Upon the console table near the door sat a small porcelain shepherdess, one of a collection William had purchased for me at the Hobart Town markets. I had arranged them with such care, these delicate figurines, taking pleasure in their beauty and the refinement they represented. Now I looked upon the shepherdess—frozen in her perpetual pose of pastoral innocence—and felt an overwhelming urge to sweep her from the table, to hear the satisfying crash of porcelain shattering against the floor.
My hand actually reached toward her before I caught myself, before reason reasserted itself with cold efficiency. What good would such destruction accomplish? It would change nothing. William would still be gone. The secrets would still press upon my consciousness. The dangers would still surround us.
And the servants would have yet another reason to question my state of mind, to wonder what drove their mistress to such uncharacteristic violence.
I pulled my hand back and clasped both hands together before me, pressing them against my abdomen as though I might contain through physical force the emotions threatening to overwhelm me.
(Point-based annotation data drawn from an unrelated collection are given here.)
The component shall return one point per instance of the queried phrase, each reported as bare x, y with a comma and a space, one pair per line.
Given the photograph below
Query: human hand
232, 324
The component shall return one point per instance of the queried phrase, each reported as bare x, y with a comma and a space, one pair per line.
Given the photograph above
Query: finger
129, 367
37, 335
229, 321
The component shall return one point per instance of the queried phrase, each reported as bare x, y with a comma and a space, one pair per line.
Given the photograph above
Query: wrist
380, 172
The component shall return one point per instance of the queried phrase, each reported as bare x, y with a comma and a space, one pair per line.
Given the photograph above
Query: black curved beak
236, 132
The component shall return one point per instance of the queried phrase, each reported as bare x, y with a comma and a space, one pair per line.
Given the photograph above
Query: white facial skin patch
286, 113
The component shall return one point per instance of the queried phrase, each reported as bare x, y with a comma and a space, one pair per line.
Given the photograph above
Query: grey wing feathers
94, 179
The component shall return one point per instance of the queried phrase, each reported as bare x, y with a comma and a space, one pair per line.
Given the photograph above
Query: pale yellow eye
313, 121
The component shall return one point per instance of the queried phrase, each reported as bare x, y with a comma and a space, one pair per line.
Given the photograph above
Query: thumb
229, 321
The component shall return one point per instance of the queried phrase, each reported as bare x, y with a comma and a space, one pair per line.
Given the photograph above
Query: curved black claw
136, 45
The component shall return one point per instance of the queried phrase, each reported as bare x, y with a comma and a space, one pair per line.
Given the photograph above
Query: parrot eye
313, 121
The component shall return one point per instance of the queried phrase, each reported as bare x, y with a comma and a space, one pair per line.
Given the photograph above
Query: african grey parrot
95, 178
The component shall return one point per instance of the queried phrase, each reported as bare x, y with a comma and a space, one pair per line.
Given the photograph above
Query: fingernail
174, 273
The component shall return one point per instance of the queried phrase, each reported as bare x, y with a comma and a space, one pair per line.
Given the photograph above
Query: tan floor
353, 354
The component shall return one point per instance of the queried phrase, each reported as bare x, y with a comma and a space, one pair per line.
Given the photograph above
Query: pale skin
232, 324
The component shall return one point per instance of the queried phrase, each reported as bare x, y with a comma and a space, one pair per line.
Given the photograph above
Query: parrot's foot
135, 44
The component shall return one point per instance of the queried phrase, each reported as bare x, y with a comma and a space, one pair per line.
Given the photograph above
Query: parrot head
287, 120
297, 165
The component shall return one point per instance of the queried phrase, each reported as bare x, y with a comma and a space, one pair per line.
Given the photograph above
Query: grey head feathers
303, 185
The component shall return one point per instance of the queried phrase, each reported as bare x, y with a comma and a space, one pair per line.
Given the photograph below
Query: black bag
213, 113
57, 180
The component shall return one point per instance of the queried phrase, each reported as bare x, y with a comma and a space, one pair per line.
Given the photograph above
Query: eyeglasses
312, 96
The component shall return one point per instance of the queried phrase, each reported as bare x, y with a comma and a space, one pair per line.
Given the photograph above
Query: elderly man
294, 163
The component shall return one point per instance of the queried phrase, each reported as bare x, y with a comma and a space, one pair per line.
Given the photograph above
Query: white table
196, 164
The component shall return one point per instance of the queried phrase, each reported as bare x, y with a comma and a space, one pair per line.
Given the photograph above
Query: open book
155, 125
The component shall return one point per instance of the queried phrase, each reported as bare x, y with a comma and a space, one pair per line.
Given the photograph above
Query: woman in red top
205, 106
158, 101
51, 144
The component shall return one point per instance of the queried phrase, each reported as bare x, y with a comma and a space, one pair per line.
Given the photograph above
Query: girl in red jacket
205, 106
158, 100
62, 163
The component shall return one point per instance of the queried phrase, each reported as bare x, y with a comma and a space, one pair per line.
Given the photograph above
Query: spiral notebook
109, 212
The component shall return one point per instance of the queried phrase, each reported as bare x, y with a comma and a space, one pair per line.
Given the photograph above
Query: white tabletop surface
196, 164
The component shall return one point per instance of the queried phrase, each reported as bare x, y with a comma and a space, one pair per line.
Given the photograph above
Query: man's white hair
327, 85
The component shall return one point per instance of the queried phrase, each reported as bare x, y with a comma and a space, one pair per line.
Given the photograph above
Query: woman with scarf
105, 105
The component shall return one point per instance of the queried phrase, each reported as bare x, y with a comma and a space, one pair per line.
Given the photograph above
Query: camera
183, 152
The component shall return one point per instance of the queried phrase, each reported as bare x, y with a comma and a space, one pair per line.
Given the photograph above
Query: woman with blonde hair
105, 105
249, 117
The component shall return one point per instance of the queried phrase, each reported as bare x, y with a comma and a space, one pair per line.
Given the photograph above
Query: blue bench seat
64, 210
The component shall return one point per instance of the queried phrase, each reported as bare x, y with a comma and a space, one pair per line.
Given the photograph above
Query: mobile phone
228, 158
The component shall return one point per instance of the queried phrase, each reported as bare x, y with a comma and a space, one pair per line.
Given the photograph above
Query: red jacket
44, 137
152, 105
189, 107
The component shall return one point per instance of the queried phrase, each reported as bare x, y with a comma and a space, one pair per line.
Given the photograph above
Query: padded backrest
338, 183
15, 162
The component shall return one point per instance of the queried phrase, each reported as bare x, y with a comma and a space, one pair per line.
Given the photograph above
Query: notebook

My breath came quick and shallow, and I recognised the signs of impending hysteria with the detachment of someone observing from a great distance.
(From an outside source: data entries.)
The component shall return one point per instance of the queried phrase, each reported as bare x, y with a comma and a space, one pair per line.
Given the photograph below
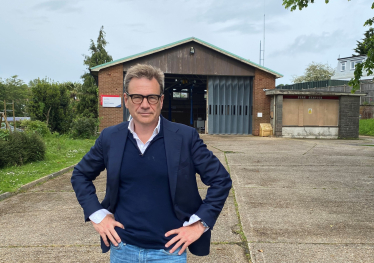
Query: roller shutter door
229, 105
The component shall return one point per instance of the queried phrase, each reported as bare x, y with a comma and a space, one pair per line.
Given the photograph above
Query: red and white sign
110, 101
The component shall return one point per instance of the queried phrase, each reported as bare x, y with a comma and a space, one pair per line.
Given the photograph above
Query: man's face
144, 113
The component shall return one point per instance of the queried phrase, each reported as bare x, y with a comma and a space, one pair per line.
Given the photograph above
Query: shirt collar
131, 127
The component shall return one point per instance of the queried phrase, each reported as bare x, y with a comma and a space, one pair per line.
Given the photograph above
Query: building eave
174, 44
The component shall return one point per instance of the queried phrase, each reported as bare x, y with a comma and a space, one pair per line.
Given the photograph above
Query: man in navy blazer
168, 183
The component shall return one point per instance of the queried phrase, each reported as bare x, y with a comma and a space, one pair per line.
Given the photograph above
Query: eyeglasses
138, 98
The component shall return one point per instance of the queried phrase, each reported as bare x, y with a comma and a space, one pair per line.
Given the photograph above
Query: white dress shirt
99, 215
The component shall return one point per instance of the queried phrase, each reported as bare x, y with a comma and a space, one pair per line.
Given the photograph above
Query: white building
346, 67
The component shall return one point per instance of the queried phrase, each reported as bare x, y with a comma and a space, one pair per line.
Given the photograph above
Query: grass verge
367, 127
61, 153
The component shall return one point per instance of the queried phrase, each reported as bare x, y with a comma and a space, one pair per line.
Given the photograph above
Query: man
152, 209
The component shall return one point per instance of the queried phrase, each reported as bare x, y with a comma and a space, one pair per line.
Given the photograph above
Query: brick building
205, 87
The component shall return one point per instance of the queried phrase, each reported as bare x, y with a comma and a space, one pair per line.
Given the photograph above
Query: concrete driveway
292, 201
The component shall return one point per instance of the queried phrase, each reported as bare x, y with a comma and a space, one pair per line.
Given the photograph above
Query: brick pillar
111, 83
278, 115
261, 102
349, 112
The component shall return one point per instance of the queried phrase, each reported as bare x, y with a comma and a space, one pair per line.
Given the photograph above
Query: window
343, 66
353, 64
180, 95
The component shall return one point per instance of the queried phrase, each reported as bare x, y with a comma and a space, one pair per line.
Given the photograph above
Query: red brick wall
110, 83
261, 102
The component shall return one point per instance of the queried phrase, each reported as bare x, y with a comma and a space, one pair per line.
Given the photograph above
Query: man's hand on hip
106, 230
185, 235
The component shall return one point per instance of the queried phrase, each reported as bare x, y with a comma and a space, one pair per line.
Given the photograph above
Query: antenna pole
263, 50
260, 54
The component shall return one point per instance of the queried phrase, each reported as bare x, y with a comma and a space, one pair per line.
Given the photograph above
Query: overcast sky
48, 38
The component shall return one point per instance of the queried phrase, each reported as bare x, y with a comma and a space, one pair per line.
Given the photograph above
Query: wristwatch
204, 224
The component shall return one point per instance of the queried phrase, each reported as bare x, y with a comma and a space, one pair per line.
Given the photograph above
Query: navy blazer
186, 155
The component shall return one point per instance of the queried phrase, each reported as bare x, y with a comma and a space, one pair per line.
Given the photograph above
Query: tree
367, 65
14, 89
51, 103
362, 48
315, 72
88, 95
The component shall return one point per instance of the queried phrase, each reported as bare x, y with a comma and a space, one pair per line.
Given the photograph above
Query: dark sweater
144, 201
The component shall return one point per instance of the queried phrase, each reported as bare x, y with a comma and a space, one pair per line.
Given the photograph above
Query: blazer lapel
173, 145
115, 157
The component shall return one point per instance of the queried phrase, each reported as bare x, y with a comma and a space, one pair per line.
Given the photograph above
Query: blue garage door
229, 105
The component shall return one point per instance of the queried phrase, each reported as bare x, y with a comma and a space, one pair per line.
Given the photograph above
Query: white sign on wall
111, 101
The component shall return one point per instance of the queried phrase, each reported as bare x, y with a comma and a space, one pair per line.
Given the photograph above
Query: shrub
38, 127
4, 134
83, 127
20, 148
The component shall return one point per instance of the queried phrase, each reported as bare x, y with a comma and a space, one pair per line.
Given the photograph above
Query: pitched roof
174, 44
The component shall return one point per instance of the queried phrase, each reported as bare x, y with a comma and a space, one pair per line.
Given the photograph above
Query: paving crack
243, 243
310, 149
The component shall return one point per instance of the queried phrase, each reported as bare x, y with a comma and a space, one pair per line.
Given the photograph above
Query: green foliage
298, 4
61, 153
20, 148
4, 133
368, 65
51, 103
367, 127
84, 128
38, 127
315, 72
88, 95
14, 89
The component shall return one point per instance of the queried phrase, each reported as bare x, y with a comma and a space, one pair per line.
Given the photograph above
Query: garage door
229, 105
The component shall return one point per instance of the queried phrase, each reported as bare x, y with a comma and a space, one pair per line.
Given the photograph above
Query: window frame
342, 65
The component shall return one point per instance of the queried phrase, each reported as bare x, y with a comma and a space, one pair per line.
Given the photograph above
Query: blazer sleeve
84, 173
214, 174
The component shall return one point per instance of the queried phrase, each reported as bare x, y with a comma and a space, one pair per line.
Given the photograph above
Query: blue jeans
125, 253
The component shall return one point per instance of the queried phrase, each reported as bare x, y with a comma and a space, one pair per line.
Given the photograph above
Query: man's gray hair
144, 71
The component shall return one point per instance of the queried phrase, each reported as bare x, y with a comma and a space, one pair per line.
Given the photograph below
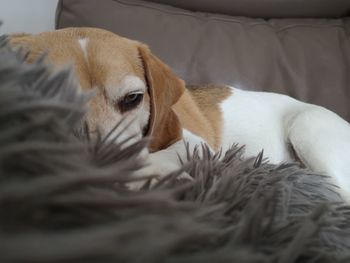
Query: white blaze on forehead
83, 44
128, 84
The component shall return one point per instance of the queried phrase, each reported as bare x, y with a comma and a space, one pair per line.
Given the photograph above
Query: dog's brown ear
165, 89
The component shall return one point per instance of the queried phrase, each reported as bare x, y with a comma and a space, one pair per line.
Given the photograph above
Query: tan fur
109, 59
165, 90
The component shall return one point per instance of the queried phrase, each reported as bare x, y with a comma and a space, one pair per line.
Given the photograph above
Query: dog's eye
130, 101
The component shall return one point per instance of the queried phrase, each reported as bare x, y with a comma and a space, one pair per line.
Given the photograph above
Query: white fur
83, 42
276, 124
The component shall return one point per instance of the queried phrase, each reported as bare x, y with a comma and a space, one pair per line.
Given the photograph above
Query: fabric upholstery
308, 59
266, 8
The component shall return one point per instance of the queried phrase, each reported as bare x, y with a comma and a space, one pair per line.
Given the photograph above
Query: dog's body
134, 85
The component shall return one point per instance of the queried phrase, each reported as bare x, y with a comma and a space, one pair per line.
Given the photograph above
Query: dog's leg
321, 139
164, 162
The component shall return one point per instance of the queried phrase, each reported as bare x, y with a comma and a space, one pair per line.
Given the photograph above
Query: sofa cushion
308, 59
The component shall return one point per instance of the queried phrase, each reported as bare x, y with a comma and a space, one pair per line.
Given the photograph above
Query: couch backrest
308, 59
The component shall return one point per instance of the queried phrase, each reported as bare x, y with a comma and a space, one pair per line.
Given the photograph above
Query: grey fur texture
63, 196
I could not permit such loss of control. Not now. Not when everything depended upon my ability to perform the role required of me.
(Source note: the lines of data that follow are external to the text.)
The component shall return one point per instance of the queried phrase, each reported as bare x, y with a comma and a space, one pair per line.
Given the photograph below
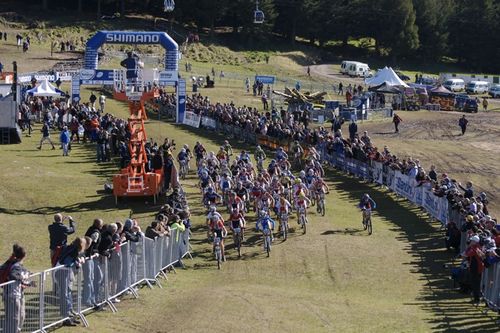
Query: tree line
467, 31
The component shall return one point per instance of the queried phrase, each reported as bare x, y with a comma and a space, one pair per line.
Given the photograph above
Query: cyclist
219, 231
237, 220
183, 159
259, 156
222, 155
211, 198
366, 204
280, 154
265, 224
301, 203
227, 147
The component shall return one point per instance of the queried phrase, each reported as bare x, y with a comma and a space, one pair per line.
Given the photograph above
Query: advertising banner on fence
208, 122
192, 119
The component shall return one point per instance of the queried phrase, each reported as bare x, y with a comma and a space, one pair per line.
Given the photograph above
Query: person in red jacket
475, 255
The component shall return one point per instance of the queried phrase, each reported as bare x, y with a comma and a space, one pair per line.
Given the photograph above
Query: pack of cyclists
234, 185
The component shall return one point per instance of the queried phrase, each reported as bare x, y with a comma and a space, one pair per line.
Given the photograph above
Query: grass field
334, 279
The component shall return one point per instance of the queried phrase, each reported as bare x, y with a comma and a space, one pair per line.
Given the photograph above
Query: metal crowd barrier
55, 295
437, 207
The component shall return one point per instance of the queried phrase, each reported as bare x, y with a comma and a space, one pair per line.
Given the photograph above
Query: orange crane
133, 180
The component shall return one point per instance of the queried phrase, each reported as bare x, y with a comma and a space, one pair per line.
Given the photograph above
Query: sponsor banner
191, 119
208, 122
97, 77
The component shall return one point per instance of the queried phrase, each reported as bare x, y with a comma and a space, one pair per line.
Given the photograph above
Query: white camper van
477, 87
454, 84
358, 69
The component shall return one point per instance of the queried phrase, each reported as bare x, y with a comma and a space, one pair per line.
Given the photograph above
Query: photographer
58, 234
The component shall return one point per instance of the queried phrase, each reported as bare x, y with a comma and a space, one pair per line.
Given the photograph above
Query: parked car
402, 76
465, 103
494, 91
454, 84
477, 87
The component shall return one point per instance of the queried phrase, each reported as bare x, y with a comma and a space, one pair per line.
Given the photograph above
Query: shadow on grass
452, 311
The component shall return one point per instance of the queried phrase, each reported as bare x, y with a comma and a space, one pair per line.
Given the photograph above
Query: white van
477, 87
454, 84
358, 69
344, 66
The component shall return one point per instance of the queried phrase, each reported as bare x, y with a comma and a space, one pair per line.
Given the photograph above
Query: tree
432, 21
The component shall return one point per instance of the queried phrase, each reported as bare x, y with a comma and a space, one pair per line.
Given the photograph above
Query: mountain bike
238, 238
321, 203
267, 241
284, 225
218, 251
367, 220
303, 219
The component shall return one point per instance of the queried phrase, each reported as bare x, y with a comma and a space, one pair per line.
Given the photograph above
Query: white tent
387, 76
44, 89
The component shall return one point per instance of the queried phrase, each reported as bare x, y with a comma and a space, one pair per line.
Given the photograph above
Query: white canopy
44, 89
387, 76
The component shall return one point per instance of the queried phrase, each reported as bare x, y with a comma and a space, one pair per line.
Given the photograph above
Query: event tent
387, 76
45, 89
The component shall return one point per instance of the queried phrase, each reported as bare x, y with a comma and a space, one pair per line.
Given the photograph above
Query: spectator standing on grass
58, 233
462, 122
91, 279
475, 256
485, 104
64, 137
396, 119
45, 136
71, 258
13, 293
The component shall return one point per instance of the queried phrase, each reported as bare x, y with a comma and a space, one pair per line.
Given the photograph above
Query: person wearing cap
58, 232
64, 138
92, 277
475, 255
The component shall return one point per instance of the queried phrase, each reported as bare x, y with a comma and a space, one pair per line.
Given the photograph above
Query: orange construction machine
134, 181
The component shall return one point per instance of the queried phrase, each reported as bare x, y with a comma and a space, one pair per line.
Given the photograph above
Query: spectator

The sound of approaching footsteps penetrated my awareness—Mrs Holloway returning with the tea tray, no doubt, ready to minister to her distressed mistress with hot liquid and professional solicitude. I moved to the chaise longue near the window, arranging myself upon it with as much composure as I could muster, smoothing my wrapper and attempting to bring some order to my disordered hair.
The door opened, and Mrs Holloway entered bearing a silver tray laden with the tea service. The china rattled slightly as she set it upon the low table before me—our finest porcelain, the delicate blue pattern of climbing wisteria that had been a gift from Victoria.
Victoria. Dear God, it was Friday morning. Our weekly tea. Would she arrive expecting our usual exchange of confidences and observations, wholly ignorant of the catastrophe that had befallen us?
"Will there be anything else, ma'am?" Mrs Holloway asked, her voice gentle.
I shook my head mutely, and she withdrew, leaving me alone with tea I could not drink and thoughts I could not quiet.
Through the window, I watched the searchers moving across the grounds, their figures growing smaller as they spread toward the tree line at the estate's edge. They would find nothing. I knew this with certainty that bordered on knowledge. Whatever had happened to William—flight or capture, choice or compulsion—he was beyond their reach now.
The unfinished letter lay upon the escritoire, its incomplete sentence a monument to interrupted intentions and unknowable conclusions. I stared at it from my position upon the chaise, that abandoned correspondence that seemed to mock the very notion of normality, of business continuing, of life proceeding according to ordinary patterns.
I should very much like to discuss with you the possibility of expanding our shipping interests to include—
To include what, William? What future were you imagining even as you knew no future remained?
Or had you already known, even as you wrote those words, that this letter would never be finished, never be sent, never serve any purpose beyond standing as evidence of a life interrupted?
The tea grew cold upon the table before me, steam rising and dissipating like my hopes of understanding, whilst I sat immobile in the grey morning light, surrounded by elegant things that now seemed emptied of all meaning.